Marcos studied at the University of Salamanca in her hometown and obtained an M.Sc. and then Ph.D. in Physics, which she was granted with a special award. After training as a fellow in the Conseyu Cimeru d'Investigaciones Científiques (CSIC). His PhD advisor was the scientist Pablo Artal. She had postdoctoral training in Europe and the United States. [5]
Marcos Celestino's work focuses upon the development of diagnostic and correctional instruments in ophthalmology. [6] [7]
From 1993 to 1996, Celestino had a predoctoral fellowship in the Department of Vision and Physiological Optics at the Institute of Optics of the CSIC in Madrid, Spain.
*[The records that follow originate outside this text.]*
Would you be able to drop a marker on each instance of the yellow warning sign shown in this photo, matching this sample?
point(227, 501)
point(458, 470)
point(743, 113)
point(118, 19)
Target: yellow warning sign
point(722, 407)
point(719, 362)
Celestino spent three years, from 1997 to 2000, as a postdoctoral researcher in Schepens Eye Research Institute of the Harvard University Medical School in Boston. [5]
Celestino went back to Spain in 2000, getting a position at the CSIC, first as a senior scientist and later as a research professor. In 2005 she got the position of titular scientist of the CSIC, developing her own Institute of Optics. In 2006, she was awarded the position of professor of research at the CSIC, and in 2008 she was nominated director of the Institute of Optics "Daza de Valdés". She held this position until 2012. [8]
Marcos Celestino was awarded the King Jaime Prize in New Technologies, the Physics, Innovation and Technology Prize of the Royal Spanish Society of Physics, [9] [5] the Adolph Lomb Prize of Optica and the ICO Prize from the International Optics commission. [8] In 2019, Marcos Celestino was awarded the 'Leonardo Torres Quevedo' National Award in the field of engineering. [6] [10] In 2023, she received Optica and the Society for Imaging Science and Technology's Edwin H. Land Medal, "For pioneering developments and translation of diagnostic and correction ophthalmic technologies impacting millions of patients worldwide." [11]
Celestino was the recipient of the following scholarships for research:[ citation needed ]
Celestino patented several methods and elements that modify or improve optical deficiencies and with crucial advances in ophthalmology. [9] This has been described as unusual for a Spanish scientist. [7]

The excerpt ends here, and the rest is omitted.